You can see the shading and the shimmer well here:

I don’t get this ink – I don’t understand why Diamine created it apart from their need to say that they made an ink that is both pigmented (i.e. waterproof) and shimmer (i.e. full of metallic flaky bits). This will be a challenge to clean out of a pen, especially if left unused for a little while, and the shimmer and pigment properties really don’t go together in terms of use cases.

If you are looking for a pigment ink you are either writing something that you think may get damaged by water, or more commonly, you want to use it for sketching and go over the ink with a wash. For these purposes Diamine Brrr! Would have been perfect if it didn’t have shimmer in it. Yes, it’s an unusual colour for sketching with, but I have sketched with blue ink before (and many sketchers use blue ballpoints in their sketches) and it works well with watercolour washes. The idea of an ink in this scenario is that it can fade into the background, it can work well with others.
Conversely if you’re looking for a shimmer ink, then you want some pizzazz, some verve and zing in your writing. It’s all about the bling, about calling attention to itself. The two properties don’t really match.

Today’s bear is Gerald, and I think that I’ve sketched him before. There’s a limit to my collection, so I’ll be sketching bears that have appeared here in previous years. I like this little fellow – he’s tiny, but he’s a perfect teddy bear.

I like Diamine Brrr!’s name, I like the colour and the shading, but I wish that it was either a pigment ink (my preference) OR a shimmer ink (as there have been shimmer inks close to Brrr! In hue I would have preferred the pigment over the shimmer property). What I don’t like about it is that it’s both a pigment and a shimmer ink. I’ll be cleaning it out shortly from this pen, just to make sure that it won’t clog it.
A note about the pen used to test this: back in November 2011, years before the Noodler’s scandals, I purchased three Noodler’s Ink Ahab fountain pens – Arizona, Medieval Lapis and Ivory Darkness. They were $20 each and they had just come out and were all the rage – “flex nibs at bargain basement prices”. The pens stank to high heaven, and weren’t really flexible – or well made. Of the three the only one that survived (i.e. the piston didn’t get jammed stuck) was the Arizona – because I never opened it.

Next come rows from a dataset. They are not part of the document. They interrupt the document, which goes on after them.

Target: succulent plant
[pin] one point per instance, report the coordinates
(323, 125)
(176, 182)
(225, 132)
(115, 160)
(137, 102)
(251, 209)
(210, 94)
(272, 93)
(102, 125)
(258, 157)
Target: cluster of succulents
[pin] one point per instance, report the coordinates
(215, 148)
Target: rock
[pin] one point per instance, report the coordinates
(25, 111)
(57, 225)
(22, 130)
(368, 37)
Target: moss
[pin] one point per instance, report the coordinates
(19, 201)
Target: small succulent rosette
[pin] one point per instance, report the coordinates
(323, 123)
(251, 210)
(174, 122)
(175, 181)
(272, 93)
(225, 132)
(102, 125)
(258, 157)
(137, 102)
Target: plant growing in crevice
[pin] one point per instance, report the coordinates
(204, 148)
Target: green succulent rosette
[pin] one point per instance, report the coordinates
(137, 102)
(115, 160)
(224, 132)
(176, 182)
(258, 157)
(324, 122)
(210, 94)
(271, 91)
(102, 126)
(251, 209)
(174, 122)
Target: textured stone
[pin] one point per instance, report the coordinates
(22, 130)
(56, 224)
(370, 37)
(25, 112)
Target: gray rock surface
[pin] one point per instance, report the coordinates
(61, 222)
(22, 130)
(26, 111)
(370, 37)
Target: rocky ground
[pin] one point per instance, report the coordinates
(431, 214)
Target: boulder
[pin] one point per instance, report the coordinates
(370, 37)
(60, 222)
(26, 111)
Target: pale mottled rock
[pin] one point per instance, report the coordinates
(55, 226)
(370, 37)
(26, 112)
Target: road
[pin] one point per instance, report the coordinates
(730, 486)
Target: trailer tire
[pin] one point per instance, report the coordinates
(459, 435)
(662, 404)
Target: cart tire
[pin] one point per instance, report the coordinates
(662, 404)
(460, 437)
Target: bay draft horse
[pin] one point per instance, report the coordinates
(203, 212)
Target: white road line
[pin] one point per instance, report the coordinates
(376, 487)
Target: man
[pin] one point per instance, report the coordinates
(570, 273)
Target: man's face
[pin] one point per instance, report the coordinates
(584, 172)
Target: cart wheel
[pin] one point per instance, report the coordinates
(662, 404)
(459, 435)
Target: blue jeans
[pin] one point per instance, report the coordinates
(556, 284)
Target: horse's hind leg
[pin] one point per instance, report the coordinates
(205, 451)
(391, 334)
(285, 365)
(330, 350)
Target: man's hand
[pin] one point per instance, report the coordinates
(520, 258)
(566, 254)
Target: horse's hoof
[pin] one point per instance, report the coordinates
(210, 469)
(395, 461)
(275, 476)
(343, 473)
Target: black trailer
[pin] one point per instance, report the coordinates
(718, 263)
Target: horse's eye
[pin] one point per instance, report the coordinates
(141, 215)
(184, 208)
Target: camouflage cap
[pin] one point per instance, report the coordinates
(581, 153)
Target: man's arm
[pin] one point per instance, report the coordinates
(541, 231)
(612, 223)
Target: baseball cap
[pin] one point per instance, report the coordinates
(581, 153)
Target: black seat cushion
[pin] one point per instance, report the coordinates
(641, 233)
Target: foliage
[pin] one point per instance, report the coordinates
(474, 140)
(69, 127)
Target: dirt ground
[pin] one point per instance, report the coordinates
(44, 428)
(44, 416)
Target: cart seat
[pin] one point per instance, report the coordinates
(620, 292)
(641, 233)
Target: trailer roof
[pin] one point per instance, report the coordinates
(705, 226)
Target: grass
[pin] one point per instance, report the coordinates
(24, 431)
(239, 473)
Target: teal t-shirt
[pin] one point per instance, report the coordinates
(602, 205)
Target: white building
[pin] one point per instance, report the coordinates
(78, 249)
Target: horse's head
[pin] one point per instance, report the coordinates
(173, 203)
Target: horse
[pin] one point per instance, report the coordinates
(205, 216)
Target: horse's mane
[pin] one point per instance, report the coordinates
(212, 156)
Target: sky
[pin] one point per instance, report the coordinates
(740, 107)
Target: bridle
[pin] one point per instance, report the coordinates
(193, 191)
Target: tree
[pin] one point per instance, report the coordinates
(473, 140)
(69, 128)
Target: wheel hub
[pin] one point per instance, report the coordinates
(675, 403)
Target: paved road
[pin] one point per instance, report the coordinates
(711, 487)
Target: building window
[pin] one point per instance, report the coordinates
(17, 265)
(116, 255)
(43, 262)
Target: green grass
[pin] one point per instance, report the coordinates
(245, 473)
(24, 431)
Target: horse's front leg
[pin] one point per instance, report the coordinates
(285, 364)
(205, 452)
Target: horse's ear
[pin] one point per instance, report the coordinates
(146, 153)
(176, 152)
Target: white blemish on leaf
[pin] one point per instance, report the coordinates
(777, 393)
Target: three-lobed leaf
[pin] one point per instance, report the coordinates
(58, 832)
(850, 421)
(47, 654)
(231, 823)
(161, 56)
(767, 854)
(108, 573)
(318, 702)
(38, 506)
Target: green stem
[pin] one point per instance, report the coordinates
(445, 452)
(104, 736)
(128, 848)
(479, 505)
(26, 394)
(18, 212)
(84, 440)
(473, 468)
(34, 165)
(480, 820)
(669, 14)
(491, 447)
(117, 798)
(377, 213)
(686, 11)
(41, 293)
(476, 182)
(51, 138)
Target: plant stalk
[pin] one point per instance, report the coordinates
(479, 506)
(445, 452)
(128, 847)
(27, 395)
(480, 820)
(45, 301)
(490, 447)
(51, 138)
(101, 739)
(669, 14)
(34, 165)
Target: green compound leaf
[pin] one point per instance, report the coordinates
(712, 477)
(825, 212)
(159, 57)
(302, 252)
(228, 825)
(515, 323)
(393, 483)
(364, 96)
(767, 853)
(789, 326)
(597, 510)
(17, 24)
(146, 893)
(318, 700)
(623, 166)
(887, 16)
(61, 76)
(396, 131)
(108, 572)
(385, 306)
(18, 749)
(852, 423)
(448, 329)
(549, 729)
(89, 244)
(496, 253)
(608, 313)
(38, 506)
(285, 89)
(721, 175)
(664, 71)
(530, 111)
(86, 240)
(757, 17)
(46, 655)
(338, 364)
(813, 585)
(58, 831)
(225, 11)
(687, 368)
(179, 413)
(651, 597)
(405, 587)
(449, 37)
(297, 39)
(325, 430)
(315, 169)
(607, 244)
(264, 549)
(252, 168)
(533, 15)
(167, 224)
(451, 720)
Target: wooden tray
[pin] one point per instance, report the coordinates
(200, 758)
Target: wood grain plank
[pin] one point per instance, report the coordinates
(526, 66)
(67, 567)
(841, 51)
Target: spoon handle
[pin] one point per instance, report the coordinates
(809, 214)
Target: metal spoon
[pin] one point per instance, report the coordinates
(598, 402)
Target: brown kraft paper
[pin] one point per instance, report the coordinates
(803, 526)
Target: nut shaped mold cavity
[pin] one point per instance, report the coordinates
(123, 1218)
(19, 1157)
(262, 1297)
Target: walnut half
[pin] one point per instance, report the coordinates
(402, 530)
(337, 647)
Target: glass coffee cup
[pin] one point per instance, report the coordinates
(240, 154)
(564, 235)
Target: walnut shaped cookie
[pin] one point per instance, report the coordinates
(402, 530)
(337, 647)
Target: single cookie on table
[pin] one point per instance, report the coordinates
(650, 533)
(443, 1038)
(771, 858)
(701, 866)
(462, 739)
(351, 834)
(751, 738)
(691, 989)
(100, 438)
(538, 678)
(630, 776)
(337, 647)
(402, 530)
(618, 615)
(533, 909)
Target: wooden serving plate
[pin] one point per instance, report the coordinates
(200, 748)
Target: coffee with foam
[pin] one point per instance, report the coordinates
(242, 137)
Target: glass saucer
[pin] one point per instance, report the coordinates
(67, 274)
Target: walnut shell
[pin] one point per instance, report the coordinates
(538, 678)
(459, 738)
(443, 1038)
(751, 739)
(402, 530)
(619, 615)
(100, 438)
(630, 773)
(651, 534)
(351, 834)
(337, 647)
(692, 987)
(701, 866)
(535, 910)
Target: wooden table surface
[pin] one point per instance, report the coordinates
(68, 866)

Well today I opened it and used it to test Diamine Brrr! Why? Mostly because I was scared of putting this ink in any other pen. I don’t care if this pen gets clogged to death (I’m hoping and expecting that it won’t because Diamine are good ink manufacturers), and so it was selected to test it. It would have been nice if the Ahab flexed, but it doesn’t really, so the resulting line is a fine.